XX: Was that while you were doing comics, or before?
E: I had done that one comic, so I had it in my head that I was going to explore the comic thing, or the art thing. I was really undirected at that time. A friend sent me Twisted Sisters and that kind of nailed in the direction that I wanted to go. That was really when I discovered underground comics and the range of stuff that was out there. I came back from abroad, and talked to a whole bunch of comic artists. They were all very helpful and encouraging. It just really felt like what I wanted and needed to do. And I ain't never looked back. Really, after all those years of fear and apprehension, I just dove in with incredible drive. I had wave after wave of incredible energy, like my life depended on doing comics. So I got a lot of work done really quickly.

XX: So first you sent out this comic to the local comic rag and Ms. What happened next?

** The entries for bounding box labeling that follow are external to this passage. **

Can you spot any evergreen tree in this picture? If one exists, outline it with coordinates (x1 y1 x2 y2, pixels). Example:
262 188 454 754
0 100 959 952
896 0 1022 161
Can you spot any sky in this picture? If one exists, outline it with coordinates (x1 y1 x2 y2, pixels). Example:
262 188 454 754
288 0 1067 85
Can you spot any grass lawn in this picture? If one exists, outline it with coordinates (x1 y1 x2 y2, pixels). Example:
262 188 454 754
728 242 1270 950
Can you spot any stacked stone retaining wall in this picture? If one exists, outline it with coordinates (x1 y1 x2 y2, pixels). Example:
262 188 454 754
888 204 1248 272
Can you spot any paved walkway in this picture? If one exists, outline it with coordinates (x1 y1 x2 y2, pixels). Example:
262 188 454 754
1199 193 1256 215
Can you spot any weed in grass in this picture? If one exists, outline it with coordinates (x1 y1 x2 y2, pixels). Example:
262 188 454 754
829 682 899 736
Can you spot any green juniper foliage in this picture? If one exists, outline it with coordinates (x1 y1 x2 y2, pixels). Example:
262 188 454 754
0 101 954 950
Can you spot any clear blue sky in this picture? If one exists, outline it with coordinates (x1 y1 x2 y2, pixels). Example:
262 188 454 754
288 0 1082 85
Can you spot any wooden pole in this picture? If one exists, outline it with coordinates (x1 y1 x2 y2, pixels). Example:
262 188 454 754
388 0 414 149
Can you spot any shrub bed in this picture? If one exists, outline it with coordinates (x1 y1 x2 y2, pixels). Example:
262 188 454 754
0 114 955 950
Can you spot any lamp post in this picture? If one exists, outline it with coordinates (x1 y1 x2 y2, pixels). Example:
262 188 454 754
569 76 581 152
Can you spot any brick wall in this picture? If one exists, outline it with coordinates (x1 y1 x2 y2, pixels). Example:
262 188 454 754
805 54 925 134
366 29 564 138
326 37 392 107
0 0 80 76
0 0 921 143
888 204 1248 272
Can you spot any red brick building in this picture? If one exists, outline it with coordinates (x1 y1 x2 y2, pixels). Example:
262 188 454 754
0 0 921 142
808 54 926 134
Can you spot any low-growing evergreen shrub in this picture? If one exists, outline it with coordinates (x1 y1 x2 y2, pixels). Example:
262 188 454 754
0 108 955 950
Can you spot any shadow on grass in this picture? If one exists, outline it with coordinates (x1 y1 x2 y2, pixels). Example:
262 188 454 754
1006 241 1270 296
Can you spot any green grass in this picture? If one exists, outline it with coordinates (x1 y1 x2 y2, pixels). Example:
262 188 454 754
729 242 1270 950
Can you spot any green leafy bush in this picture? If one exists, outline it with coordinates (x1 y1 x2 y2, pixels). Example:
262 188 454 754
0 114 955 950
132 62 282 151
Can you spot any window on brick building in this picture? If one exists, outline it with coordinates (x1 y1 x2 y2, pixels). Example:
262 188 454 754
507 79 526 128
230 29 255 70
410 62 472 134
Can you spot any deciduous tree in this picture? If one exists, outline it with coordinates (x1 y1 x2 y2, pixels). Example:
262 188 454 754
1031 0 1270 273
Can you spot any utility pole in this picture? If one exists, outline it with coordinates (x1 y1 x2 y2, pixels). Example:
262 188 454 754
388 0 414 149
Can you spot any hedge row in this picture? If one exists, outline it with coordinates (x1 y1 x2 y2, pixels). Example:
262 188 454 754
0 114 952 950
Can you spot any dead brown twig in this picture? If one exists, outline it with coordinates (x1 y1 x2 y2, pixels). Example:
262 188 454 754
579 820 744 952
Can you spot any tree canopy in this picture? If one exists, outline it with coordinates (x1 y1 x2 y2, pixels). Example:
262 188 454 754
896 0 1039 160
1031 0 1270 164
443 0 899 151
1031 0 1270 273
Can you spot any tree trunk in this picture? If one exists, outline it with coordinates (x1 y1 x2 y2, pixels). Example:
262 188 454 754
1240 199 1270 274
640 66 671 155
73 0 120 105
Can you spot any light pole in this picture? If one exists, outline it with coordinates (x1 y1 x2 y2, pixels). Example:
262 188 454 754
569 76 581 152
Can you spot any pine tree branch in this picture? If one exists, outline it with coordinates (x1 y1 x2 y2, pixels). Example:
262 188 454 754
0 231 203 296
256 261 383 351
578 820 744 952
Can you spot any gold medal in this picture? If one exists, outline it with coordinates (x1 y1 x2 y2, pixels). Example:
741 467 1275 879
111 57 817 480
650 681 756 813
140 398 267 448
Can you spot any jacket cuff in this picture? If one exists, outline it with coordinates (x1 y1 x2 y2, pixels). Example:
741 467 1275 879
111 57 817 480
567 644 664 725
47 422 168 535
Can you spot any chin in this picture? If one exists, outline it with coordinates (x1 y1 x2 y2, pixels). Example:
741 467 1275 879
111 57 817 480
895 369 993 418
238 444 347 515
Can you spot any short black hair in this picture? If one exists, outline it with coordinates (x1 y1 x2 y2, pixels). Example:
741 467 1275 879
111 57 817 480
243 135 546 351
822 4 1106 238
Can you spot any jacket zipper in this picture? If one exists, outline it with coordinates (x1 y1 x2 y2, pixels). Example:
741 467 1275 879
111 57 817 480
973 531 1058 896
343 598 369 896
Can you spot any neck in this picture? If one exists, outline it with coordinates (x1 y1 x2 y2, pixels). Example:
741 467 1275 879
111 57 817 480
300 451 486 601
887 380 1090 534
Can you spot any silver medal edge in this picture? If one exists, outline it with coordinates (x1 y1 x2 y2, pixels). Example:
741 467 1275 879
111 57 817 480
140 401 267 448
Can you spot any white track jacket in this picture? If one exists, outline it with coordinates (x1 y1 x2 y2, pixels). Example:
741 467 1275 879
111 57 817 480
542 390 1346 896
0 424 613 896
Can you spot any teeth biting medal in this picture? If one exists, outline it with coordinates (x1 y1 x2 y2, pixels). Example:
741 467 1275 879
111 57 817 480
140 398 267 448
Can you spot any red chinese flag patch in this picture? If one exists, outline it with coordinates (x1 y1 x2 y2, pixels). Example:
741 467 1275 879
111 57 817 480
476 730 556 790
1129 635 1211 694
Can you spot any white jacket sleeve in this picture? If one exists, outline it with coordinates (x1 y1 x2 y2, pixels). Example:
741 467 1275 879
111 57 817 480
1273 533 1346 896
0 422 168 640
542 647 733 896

E: Well, I moved to Taiwan right after that first comic. I worked at a newspaper there as the resident cartoonist/illustrator. It was the first time I'd ever tested myself on whether I could do deadlines, could I do drawings for something I didn't like? I loved it. It's gonna sound really sappy, but it was like 'breathing air for the first time...' What I came back to the States, I still didn't really know whether I was going to pursue comics or illustration. I didn't really know how to go about doing either of those things. I visited New York with my resume from Taiwan and managed to talked to a couple of different art directors. Then I visited Seattle, and talked to a bunch of different cartoonists. I talked to Jim Woodring, Roberta Gregory, Pete Bagge, and Michael Dougan. I didn't know it at the time, but I really tapped into all these artists who were really well established. They were all extremely encouraging. I got really, really excited about doing comics. Roberta said I could have a page in Naughty Bits. So then I spent a couple of weeks working on a page, and that's when I did The Girls Get Some Hands-on Experience. It's about coming up with words for masturbation. Then Roberta sent that page to a woman named Roz Warren, who wanted to include the piece and anything else I had in a book. So I immediately started creating comics for publication in a book (What Is This Thing Called SEX?). Then I met Michael Dowers, who does Starhead Comix. He invited me to do Diva, and told me afterward I would probably have my own comic book.

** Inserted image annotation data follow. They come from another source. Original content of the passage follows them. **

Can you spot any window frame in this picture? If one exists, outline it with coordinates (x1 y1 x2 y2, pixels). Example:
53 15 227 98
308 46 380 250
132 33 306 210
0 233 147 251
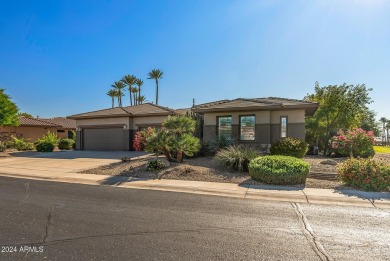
238 114 256 142
279 115 288 138
216 115 233 137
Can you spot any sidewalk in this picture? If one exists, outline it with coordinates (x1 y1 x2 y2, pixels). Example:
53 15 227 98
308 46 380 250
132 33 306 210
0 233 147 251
0 169 390 209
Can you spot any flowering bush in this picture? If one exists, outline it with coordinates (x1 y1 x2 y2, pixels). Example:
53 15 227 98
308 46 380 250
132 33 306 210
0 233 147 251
331 129 375 158
337 158 390 191
133 127 155 151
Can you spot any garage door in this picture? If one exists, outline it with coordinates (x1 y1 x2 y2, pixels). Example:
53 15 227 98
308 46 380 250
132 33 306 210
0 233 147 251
83 128 125 150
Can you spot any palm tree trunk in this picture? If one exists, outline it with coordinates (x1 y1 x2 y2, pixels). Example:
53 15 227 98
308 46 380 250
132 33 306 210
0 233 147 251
156 78 158 105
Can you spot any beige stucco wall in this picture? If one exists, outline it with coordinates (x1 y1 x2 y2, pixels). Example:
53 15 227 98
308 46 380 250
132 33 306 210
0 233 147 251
76 117 131 127
133 116 168 130
204 110 305 125
1 126 68 142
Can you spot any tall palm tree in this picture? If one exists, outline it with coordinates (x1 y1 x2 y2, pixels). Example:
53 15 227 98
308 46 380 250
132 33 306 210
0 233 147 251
138 95 146 104
379 117 387 143
135 79 144 102
148 69 164 105
107 89 118 108
122 74 137 105
130 87 138 105
111 81 126 107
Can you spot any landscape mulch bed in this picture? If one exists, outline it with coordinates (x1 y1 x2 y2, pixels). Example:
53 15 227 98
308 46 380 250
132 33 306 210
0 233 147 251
81 154 390 189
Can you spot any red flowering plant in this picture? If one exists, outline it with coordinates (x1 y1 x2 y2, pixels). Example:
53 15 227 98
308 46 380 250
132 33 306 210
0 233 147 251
133 127 155 151
337 158 390 191
331 128 375 158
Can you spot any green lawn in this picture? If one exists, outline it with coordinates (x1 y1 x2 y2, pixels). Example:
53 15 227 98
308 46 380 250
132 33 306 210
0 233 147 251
374 146 390 154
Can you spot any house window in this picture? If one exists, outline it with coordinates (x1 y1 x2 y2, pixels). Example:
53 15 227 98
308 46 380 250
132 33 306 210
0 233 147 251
217 116 232 137
280 116 288 138
240 115 256 140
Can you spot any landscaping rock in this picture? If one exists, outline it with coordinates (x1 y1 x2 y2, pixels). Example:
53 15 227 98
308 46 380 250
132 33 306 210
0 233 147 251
320 160 337 166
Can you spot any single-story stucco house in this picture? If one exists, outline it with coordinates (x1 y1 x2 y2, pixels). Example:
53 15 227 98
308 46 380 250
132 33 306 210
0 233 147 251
0 116 76 141
68 97 319 150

XX:Tomato? Did you just do two?
E: Yes. I really want to do another Tomato. I've been talking about doing another for an embarrassingly long time. I was definitely going to do another before the end of the summer. (Laughter) Well, I guess summer's over. It's really hard to take the time to do it. There's literally no money in it, and it takes a lot of time to develop. I'm definitely keeping my foot in the door with the weekly strip, but I miss doing more sexy stuf. Having your own comic gives you so much freedom. Now I've got this book. It's pretty rare that there's money in comics. It's really, really difficult to support yourself solely on comics. Most comic book artists have to have some other way of earning income. For me, that's mostly illustration work.

XX:You mentioned you were shy as a kid. Do you feel shy now?
E: No. Not for the most part, but I still get shy sometimes. Ninth grade was a real turning point for me. That's when I learned how to be funny. And that made all the difference. (Laughter).